Summary: This sermon takes a look back at ancient Babylon and compares it to modern day America.
Introduction: Most of you here tonight have probably heard the phrase or expression “The handwriting is on the wall” before. But what some of you many not realize is that the phrase originated from an event that is recorded in the Bible. Turn with me if you will to Daniel 5:1-6. (NIV)
On March 19, 2003, Saddam Hussein and his sons Udah and Kusah invited a few of their close friends and advisors to have dinner with them in an exclusive restaurant in downtown Baghdad. They did this despite the fact that an invasion seemed imminent from the U.S. forces that were amassing across the border in Kuwait. Saddam and his sons were used to the good life, and they weren’t about to let the threat of war ruin an opportunity to party with their friends. But someone tipped off some of our Special Forces troops who were already operating in the area and President Bush ordered a strategic strike. Saddam’s dinner party came to an abrupt end when cruise missiles slammed into the building and completely demolished it. Saddam and his sons survived this initial attack, but it was the beginning of the end for a brutal dictator who had ruled Iraq for 30 years.
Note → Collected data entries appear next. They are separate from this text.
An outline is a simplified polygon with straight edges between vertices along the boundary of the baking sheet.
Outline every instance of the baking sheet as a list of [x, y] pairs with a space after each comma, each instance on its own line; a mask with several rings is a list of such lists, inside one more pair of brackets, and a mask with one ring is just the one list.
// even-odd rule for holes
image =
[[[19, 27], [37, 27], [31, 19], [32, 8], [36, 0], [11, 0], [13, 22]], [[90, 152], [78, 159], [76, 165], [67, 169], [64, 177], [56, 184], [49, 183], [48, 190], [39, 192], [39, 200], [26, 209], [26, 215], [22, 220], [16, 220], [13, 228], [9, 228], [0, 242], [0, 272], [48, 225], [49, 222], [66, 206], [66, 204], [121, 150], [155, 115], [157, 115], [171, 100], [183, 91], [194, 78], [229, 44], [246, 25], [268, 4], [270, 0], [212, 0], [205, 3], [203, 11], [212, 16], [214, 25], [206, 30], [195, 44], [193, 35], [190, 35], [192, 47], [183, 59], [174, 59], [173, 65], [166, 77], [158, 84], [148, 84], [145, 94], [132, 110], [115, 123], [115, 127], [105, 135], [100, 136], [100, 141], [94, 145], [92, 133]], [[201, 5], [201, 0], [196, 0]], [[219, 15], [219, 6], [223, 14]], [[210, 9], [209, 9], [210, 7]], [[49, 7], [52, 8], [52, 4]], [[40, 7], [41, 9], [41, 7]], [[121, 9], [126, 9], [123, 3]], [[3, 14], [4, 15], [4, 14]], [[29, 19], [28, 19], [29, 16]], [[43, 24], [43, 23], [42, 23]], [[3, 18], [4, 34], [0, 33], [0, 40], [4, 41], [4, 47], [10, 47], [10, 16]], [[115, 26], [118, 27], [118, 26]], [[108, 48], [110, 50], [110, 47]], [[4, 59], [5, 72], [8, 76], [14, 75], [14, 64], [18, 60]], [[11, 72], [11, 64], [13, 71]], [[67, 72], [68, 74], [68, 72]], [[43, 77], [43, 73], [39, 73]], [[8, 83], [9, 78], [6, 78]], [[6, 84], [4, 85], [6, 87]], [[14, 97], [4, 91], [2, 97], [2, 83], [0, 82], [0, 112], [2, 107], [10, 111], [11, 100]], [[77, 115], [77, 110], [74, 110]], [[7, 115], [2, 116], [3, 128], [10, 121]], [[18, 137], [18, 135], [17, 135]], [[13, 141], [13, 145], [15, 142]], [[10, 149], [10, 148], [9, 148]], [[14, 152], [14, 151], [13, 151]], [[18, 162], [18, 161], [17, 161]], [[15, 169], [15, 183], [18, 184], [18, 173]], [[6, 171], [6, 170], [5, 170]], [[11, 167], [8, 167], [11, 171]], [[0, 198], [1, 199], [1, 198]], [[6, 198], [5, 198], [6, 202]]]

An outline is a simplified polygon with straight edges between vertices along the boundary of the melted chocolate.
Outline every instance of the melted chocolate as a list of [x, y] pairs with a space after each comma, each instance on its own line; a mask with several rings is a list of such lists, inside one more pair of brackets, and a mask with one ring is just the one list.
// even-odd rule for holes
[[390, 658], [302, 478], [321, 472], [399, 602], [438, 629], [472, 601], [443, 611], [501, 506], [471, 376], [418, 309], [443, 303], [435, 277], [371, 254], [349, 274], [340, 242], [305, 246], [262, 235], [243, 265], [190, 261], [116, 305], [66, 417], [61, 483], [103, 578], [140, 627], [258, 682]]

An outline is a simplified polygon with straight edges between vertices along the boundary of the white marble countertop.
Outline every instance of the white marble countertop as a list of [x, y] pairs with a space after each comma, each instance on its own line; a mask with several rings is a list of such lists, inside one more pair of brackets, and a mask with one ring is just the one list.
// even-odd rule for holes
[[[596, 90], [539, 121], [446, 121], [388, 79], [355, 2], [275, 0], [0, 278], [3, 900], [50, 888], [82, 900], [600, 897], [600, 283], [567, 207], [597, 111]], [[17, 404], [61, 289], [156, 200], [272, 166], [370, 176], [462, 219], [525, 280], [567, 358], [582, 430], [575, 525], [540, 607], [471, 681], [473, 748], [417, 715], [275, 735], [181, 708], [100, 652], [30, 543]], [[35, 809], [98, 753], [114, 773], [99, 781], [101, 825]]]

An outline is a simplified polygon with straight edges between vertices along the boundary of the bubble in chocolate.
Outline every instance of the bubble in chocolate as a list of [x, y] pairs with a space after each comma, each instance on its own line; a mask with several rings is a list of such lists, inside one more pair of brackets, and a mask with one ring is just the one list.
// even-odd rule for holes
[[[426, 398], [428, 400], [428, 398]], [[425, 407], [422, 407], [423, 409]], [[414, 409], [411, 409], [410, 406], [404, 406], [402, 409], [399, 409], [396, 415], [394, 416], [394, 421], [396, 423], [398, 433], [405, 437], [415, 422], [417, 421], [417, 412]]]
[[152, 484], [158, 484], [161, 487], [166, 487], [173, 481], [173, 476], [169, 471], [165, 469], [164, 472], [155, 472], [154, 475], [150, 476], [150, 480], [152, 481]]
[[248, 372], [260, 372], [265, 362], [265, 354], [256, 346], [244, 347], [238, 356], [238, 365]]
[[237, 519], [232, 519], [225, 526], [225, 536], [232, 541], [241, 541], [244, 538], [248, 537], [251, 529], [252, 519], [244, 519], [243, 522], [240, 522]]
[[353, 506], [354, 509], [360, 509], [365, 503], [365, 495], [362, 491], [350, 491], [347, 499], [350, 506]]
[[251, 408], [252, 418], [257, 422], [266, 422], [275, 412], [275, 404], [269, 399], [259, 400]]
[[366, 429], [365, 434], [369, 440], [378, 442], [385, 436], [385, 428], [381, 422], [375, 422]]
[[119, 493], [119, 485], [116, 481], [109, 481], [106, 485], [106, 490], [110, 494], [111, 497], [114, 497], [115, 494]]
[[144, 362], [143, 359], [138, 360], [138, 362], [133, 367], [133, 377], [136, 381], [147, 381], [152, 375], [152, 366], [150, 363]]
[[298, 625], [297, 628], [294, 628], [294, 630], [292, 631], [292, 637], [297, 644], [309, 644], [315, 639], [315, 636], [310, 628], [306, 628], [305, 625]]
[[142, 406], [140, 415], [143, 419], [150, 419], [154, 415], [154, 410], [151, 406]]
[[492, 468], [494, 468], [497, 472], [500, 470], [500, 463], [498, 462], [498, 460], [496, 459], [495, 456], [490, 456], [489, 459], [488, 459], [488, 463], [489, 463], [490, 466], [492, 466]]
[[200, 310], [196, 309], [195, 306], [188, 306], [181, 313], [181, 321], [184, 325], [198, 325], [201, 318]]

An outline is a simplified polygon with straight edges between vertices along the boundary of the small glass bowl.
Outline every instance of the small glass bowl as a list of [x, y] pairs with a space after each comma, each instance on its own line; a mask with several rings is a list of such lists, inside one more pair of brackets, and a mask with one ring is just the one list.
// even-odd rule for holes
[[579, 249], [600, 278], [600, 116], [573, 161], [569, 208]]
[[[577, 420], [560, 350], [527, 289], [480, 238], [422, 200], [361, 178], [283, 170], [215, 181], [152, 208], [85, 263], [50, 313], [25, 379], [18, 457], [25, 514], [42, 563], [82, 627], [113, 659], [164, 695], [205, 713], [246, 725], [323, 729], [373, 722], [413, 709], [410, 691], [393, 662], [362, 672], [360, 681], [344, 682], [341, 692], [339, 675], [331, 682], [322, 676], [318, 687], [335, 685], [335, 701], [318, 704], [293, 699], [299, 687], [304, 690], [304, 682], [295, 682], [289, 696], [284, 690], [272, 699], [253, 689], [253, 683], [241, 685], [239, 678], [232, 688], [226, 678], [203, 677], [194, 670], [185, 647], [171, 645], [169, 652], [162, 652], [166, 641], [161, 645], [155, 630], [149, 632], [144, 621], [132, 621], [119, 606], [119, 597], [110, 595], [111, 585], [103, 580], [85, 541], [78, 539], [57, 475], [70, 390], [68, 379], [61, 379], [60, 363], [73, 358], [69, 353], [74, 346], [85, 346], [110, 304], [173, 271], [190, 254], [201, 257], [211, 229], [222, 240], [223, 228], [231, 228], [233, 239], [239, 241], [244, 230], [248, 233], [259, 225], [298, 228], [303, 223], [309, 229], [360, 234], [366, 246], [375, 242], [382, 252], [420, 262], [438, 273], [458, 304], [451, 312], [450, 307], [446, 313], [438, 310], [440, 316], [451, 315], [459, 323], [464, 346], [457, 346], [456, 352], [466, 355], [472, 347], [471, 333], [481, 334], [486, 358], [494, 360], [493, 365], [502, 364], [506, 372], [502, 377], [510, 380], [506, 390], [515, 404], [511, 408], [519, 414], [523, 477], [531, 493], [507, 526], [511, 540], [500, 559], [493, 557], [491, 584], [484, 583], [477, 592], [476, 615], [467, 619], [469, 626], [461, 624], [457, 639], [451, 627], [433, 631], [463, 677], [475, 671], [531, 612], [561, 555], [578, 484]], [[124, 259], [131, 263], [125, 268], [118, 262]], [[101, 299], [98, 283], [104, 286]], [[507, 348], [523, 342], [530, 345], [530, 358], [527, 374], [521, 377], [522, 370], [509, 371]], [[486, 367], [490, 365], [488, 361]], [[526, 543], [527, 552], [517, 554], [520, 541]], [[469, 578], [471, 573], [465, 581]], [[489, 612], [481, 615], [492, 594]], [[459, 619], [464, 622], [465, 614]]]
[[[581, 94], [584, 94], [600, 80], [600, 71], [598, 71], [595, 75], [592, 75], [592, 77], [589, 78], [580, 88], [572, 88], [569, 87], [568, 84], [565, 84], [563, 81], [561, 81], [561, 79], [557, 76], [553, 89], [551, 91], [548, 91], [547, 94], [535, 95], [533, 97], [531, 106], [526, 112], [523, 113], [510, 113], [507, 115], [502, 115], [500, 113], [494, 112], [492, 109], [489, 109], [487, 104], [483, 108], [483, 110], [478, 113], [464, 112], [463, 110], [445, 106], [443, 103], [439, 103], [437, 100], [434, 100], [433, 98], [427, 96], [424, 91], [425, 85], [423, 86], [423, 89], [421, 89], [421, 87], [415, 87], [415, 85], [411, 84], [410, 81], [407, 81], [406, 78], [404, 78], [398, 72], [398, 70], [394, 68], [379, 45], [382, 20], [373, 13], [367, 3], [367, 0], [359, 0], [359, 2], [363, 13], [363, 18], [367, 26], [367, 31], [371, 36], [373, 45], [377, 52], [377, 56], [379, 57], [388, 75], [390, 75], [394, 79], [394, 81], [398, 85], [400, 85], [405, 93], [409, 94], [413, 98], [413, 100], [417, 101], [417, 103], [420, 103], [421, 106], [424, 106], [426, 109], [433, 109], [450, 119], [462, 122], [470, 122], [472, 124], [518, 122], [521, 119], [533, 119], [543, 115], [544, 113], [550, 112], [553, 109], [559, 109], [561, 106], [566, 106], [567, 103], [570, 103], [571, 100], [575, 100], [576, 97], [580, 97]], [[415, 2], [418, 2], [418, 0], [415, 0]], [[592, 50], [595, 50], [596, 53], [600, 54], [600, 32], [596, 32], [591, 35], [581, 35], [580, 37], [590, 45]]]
Saddam liked to compare himself to the Great Babylonian King Nebuchadnezzar who ruled the Babylonian Empire from 519 until he died in 562 B.C. In fact before the war in Iraq began we learned that Saddam had spent millions and perhaps billions of dollars rebuilding the city of Babylon which is located approximately 50 miles South of Baghdad along the Euphrates River.
Babylon was the New York City of its day. It was the economic, cultural and religious center for the world during its hayday. The Hanging Gardens of Babylon, which Nebucadnezzar had built for his wife, was one of the 7 wonders of the ancient world.
From a military viewpoint the city of Babylon was virtually impossible to conquer. The wall surrounding it was 300 feet high, 80 feet wide, and extended 35 feet underground to prevent anyone from tunneling under it. At least 100 towers were placed on top of the wall to defend the city against attack.
The city covered approximately 100 square miles, which is five times larger than Paducah. The Euphrates River flowed through the middle of the city, which provided all the fresh water they needed. Historians believe the Babylonians had enough food stored up that they could have survived a 20 year siege. These are just a few of the reasons why Babylon was known as “Babylon the Great.” Earlier in the Book of Daniel, Daniel had interpreted King Nebucadnezzar’s dream and explained to him that the Babylonian Empire was the Greatest of 5 World Kingdoms.
Perhaps these were some of the reasons that Nebucadnezzar’s successor King Belshazzar didn’t seem overly concerned about the threat posed by the Persian army that was laying siege to the city. Like Saddam Hussein and his sons, Belshazzar wasn’t about to let a little thing like the threat of war keep him from having a good time. So he hosted a banquet and invited 1000 of the noblemen of Babylon to join him for a feast. Perhaps he wanted to reassure the nobility that despite the proximity of the enemy that there really wasn’t anything to worry about.